Samuel A. Richardson (DVM 1918)

Samuel Alonzo Richardson was born December 25, 1892, in Charleston, South Carolina, to parents Charles and Mary (White) Richardson.

Richardson received a 2-year diploma from Tuskegee University in 1912. He then came to Iowa State College (University) where he spent six years and graduated with a DVM (1918). Richardson, along with Edward B. Evans, holds the distinction of being the first Black graduate of the Iowa State University College of Veterinary Medicine. He worked part time as a shoe maker while living in Ames to help pay for expenses.

During World War I, Richardson served as a Sargent in the Student Army Training Corps in Ames.

Richardson married Mildred Ethel Beaubian of Charleston, South Carolina, in Boone, Iowa, on September 19, 1920. They would have four children together.

Starting in fall 1921, Richardson attended the University of Iowa where he received a B.S. in medicine and an M.D. in 1926. Richardson's first two children were born while studying in Iowa City. After graduation, Richardson interned at a hospital in Chicago.

By 1929, the Richardson family moved to Milwaukee, Wisconsin. In the 1930 U.S. census, Richardson's profession is recorded as a federal meat inspector and a decade later he worked as a physical scientist at a hospital. 

During the 1940s, Mildred and Samuel separated, with Mildred staying in Milwaukee and Samuel eventually moving back to South Carolina.
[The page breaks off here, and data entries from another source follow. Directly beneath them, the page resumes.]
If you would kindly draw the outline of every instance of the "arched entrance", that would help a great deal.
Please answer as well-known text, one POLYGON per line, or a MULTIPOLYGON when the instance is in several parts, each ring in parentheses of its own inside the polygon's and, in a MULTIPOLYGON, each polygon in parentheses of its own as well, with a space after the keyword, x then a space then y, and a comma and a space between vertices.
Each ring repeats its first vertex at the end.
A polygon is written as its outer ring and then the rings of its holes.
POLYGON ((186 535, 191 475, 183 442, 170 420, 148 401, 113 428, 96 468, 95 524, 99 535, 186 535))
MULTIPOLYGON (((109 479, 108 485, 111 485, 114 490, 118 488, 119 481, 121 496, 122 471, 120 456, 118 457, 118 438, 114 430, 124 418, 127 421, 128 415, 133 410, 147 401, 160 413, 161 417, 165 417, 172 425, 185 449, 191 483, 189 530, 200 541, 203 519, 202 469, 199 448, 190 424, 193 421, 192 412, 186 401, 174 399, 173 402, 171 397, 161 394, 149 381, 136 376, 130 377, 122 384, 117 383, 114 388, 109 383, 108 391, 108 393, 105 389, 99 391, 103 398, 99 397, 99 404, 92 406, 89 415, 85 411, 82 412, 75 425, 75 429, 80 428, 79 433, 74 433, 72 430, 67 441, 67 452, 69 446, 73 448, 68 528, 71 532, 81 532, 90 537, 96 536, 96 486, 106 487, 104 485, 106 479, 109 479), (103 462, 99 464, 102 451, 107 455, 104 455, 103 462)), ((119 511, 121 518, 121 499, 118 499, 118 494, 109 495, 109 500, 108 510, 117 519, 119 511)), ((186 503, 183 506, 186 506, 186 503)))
Mildred died in 1957.

Samuel Alonzo Richardson, DVM, MD, died July 28, 1960, of natural causes in Lincolnville, South Carolina. 

Images

Graduation Portrait of Samuel A. Richardson, 1918. Courtesy of Iowa State University College of Veterinary Medicine.

Samuel A. Richardson school yearbook graduation photo

Portrait of Samuel A. Richardson as appeared in the 1918 Iowa State College yearbook, the Bomb.